Artificial intelligence in health care


Artificial intelligence🤖 in health care


Welcome to world of Artificial intelligence.  the future Will lead by Artificial intelligence in all areas but today we going to see about
ArtificialI Intelligence in health care so let's jump in to the topic .

What is Artificial intelligence🤖 in health care?


Artificial intelligence🤖 (AI) in healthcare is the use of algorithms and software to approximate human cognition in the analysis of complex medical data. Specifically, AI is the ability for computer algorithms to approximate conclusions without direct human input.
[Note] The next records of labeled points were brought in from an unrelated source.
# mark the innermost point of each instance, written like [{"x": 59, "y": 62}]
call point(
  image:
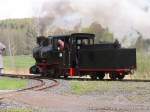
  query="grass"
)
[
  {"x": 15, "y": 110},
  {"x": 85, "y": 87},
  {"x": 19, "y": 62},
  {"x": 11, "y": 84}
]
Real life application of Artificial intelligence in health care

1.AI-assisted robotic surgery


Let  imagine the future surgery are done by using AI🤖. Is this possible yes With an estimated value of $40 billion to healthcare, robots can analyze data from pre-op medical records to guide a surgeon’s instrument during surgery, which can lead to a 21% reduction in a patient’s hospital stay. Robot-assisted surgery is considered “minimally invasive” so patients won’t need to heal from large incisions. Via artificial intelligence, robots can use data from past operations to inform new surgical techniques. The positive results are indeed promising. One study that involved 379 orthopedic patients found that AI-assisted robotic procedure resulted in five times fewer complications compared to surgeons operating alone. A robot was used on an eye surgery for the first time, and the most advanced surgical robot, the Da Vinci allows doctors to perform complex procedures with greater control than conventional approaches. Heart surgeons are assisted Heartlander, a miniature robot, that enters a small incision on the chest to perform mapping and therapy over the surface of the heart.


2.Image analysis


Currently, image analysis is very time consuming for human providers, but an MIT-led research team developed a machine-learning algorithm that can analyze 3D scans up to 1,000 times faster than what is possible today. This near real-time assessment can provide critical input for surgeons who are operating. It is also hoped that AI can help to improve the next generation of radiology tools that don’t rely on tissue samples. Additionally, AI image analysis could support remote areas that don’t have easy access to healthcare providers and even make telemedicine more effective as patients can use their camera phones to send in pics of rashes, cuts or bruises to determine what care is necessary.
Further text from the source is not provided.